Не менее важным, чем артикулированная в рамках двух проектов проблематика, оказываются места ее звучания – консервативные украинские музеи, склепы порядка и режима – сосредоточения метарутинных практик, которые превентивно охраняются от малейших изменений. И именно поэтому зарождение тенденции коллабораций современного искусства и учреждений, оставшихся в рамках традиционного дискурса, является сегодня важной. Ведь это свидетельствует не только о возможности, хоть и протяженной во времени, трансформации музеев, сколько о создании ситуаций для взаимопроникновения различных зрительских аудиторий. Отсутствие практического умения (или нащупывание его вслепую) работы с современным зрителем у отечественных институций усугубляется уже существующим разрывом между теми, чья привычка смотреть «традиционное» является не просто довлеющей, но единственной, и теми, кто вырос или еще растет в новом актуальном дискурсе. Недлительное, но срастание этих двух миров порождает возможность, которую при других обстоятельствах сложно представить.
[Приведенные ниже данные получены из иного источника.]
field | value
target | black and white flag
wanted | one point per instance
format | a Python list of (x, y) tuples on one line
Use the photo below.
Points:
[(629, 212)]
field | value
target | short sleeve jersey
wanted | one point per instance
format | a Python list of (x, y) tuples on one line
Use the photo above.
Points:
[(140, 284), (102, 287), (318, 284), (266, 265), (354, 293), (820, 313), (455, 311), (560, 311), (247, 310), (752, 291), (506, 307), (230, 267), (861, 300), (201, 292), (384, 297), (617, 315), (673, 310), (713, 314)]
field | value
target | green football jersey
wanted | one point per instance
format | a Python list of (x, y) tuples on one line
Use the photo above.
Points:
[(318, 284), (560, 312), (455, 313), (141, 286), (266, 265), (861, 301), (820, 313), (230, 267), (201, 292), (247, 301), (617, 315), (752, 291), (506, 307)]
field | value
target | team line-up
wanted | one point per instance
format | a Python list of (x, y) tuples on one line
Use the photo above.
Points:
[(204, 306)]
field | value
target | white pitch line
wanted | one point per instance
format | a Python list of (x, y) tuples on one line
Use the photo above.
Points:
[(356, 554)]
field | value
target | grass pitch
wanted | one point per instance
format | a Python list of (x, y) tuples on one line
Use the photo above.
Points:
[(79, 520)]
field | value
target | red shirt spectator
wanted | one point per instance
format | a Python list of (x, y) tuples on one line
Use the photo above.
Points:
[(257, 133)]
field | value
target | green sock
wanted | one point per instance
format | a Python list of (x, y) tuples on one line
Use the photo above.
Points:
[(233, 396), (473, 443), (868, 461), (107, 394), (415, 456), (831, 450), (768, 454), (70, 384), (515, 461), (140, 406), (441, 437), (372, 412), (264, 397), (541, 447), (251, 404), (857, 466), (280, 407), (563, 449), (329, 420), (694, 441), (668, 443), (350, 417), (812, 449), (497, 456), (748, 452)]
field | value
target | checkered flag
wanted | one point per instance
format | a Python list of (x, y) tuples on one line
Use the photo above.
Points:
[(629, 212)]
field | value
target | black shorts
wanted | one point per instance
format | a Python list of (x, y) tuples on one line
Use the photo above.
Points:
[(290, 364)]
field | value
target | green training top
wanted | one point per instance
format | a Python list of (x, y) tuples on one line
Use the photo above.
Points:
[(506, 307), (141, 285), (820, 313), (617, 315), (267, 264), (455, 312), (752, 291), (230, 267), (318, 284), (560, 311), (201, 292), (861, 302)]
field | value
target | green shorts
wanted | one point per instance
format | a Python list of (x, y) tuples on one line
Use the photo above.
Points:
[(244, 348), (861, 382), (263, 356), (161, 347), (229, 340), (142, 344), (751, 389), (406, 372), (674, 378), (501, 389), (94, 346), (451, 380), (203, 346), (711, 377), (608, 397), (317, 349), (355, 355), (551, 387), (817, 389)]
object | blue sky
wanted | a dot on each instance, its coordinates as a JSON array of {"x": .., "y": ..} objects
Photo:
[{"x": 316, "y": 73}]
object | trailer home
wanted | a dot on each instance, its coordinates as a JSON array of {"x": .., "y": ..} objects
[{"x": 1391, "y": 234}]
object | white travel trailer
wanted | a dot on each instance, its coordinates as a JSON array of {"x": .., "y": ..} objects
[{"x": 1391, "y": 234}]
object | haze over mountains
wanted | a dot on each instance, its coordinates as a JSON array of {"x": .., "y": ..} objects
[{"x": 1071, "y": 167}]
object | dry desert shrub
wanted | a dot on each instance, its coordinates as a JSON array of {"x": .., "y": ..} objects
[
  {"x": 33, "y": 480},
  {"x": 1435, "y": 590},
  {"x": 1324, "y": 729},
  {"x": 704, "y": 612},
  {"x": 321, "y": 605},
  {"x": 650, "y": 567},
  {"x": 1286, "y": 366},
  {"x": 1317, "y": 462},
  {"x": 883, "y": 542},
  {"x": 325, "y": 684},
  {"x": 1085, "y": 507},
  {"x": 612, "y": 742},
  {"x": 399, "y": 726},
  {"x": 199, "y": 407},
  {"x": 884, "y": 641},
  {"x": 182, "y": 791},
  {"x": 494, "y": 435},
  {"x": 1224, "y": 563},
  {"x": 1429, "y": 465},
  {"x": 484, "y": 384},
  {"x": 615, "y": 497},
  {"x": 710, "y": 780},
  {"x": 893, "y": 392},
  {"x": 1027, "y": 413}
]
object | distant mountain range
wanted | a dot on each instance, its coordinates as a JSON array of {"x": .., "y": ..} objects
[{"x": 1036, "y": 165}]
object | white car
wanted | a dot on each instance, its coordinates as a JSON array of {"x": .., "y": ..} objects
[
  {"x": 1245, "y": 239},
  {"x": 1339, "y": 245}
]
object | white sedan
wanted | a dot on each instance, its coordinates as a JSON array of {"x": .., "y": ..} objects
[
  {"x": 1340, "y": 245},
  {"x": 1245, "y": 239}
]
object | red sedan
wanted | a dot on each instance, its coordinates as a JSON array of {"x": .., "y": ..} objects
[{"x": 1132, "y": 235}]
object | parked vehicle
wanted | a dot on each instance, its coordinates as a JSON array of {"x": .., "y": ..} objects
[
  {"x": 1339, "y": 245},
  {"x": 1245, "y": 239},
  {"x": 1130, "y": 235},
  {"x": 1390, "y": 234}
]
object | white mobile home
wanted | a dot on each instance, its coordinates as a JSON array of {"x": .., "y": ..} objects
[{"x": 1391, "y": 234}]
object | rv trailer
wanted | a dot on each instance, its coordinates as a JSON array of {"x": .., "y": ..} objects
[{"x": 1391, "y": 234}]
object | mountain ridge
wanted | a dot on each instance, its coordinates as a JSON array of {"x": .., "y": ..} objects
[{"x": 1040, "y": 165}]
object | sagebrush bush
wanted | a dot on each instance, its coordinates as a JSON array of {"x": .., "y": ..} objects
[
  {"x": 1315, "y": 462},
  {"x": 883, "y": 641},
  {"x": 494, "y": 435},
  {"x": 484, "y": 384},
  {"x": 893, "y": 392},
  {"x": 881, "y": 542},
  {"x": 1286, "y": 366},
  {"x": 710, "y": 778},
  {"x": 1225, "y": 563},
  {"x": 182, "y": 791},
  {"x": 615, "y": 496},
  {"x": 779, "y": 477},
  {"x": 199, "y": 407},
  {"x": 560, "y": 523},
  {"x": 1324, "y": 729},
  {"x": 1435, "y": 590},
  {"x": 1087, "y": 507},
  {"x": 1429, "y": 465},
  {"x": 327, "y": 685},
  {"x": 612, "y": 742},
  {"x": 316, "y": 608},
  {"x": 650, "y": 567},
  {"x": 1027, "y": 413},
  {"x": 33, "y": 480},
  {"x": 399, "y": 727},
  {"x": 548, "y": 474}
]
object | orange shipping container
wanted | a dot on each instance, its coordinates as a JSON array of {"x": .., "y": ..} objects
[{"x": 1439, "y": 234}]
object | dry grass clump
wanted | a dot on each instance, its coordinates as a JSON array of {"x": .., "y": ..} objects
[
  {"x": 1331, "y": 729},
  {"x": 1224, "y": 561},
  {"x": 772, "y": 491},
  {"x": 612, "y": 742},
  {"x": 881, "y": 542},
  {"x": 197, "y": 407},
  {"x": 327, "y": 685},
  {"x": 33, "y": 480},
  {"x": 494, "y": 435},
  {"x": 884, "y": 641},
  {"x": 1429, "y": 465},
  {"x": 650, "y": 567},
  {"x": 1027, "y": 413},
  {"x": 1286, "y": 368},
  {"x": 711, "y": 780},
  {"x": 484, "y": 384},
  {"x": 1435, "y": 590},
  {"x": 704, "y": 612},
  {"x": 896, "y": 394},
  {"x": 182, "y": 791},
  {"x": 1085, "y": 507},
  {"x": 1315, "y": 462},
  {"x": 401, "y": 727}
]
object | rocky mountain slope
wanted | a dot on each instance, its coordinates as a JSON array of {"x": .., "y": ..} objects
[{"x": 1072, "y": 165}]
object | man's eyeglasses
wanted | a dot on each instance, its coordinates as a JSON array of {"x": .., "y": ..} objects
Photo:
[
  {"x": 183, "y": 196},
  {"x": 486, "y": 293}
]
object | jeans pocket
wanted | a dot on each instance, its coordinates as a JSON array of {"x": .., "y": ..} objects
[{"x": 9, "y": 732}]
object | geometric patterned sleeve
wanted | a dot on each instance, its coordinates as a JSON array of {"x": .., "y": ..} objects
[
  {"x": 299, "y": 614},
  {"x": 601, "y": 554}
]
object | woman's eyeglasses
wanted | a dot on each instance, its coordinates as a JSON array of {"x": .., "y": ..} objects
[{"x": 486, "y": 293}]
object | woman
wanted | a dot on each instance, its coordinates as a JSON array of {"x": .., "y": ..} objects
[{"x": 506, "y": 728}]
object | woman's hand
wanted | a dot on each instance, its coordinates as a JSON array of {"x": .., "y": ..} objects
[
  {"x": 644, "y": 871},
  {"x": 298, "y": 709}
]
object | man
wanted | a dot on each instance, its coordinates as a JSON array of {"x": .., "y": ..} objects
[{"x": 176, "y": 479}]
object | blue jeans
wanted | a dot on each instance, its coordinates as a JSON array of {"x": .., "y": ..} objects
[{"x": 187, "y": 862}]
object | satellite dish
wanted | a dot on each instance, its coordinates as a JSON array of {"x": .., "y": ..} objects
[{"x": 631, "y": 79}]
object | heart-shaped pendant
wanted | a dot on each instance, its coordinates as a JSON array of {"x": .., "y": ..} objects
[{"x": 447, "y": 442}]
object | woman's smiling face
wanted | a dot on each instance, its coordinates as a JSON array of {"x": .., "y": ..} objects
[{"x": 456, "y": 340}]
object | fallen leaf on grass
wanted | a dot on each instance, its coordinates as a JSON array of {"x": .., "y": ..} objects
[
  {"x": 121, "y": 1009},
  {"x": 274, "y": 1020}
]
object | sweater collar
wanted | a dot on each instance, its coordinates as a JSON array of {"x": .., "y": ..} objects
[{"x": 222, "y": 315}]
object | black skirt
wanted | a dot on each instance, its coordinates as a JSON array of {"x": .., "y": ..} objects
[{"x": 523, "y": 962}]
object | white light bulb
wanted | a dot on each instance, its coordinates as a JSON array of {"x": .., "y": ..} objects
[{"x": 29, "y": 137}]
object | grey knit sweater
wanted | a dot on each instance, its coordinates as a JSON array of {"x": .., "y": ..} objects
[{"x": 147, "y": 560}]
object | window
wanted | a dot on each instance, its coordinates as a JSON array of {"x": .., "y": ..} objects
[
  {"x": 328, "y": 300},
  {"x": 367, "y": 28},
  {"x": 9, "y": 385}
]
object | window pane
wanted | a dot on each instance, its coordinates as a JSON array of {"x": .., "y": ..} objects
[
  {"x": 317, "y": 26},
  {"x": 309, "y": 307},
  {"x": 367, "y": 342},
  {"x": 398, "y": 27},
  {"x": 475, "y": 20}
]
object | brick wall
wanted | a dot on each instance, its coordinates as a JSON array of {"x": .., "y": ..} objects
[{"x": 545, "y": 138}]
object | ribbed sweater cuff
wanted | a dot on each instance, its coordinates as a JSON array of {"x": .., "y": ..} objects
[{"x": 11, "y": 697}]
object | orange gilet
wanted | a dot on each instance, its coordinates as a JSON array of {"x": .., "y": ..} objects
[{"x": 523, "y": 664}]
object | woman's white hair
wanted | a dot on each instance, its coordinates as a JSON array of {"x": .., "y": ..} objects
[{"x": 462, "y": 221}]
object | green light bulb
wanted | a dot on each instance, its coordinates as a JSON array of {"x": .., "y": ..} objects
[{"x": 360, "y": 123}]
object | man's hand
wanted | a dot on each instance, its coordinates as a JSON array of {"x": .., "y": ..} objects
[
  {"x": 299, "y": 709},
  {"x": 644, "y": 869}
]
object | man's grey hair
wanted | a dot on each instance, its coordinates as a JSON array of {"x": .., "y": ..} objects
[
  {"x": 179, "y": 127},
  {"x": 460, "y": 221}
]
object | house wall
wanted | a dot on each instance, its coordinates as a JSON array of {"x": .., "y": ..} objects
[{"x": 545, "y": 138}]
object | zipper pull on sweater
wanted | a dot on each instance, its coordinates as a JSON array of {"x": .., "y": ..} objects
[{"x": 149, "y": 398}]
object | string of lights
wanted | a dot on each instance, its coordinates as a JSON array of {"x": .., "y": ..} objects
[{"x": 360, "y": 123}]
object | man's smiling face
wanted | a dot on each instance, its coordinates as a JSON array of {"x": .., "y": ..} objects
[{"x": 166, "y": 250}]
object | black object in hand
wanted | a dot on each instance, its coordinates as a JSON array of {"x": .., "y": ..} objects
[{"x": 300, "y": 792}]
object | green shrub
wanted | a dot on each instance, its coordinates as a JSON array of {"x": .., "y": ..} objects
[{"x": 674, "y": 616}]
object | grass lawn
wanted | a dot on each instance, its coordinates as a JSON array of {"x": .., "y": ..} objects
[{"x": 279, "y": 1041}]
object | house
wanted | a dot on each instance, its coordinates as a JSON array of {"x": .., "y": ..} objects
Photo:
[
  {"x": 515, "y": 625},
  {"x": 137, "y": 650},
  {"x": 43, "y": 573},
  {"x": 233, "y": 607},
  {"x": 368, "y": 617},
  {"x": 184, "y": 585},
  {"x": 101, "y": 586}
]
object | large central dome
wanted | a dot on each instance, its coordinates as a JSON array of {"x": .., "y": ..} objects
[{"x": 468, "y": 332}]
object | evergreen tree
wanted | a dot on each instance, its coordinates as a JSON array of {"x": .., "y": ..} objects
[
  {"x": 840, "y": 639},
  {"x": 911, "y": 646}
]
С другой стороны, подобные нетронутые благами актуального искусства места позволяют создавать относительно независимое высказывание и выходить за границы представлений о современной культуре, наполненных отечественной спецификой. Ведь сегодня представители «современного» во многом превращаются в новые типы «склепов порядка и режима», отказываясь от трансформации, развития и риска, все глубже тонущих в страхе признать свою ограниченность. Возможно ли, что все те институции “старого порядка” превратятся из идеологических врагов в друзей, сумея проявить бОльшую гибкость и открытость новому, чем те, кто постепенно становится заложником новой конъюнктуры.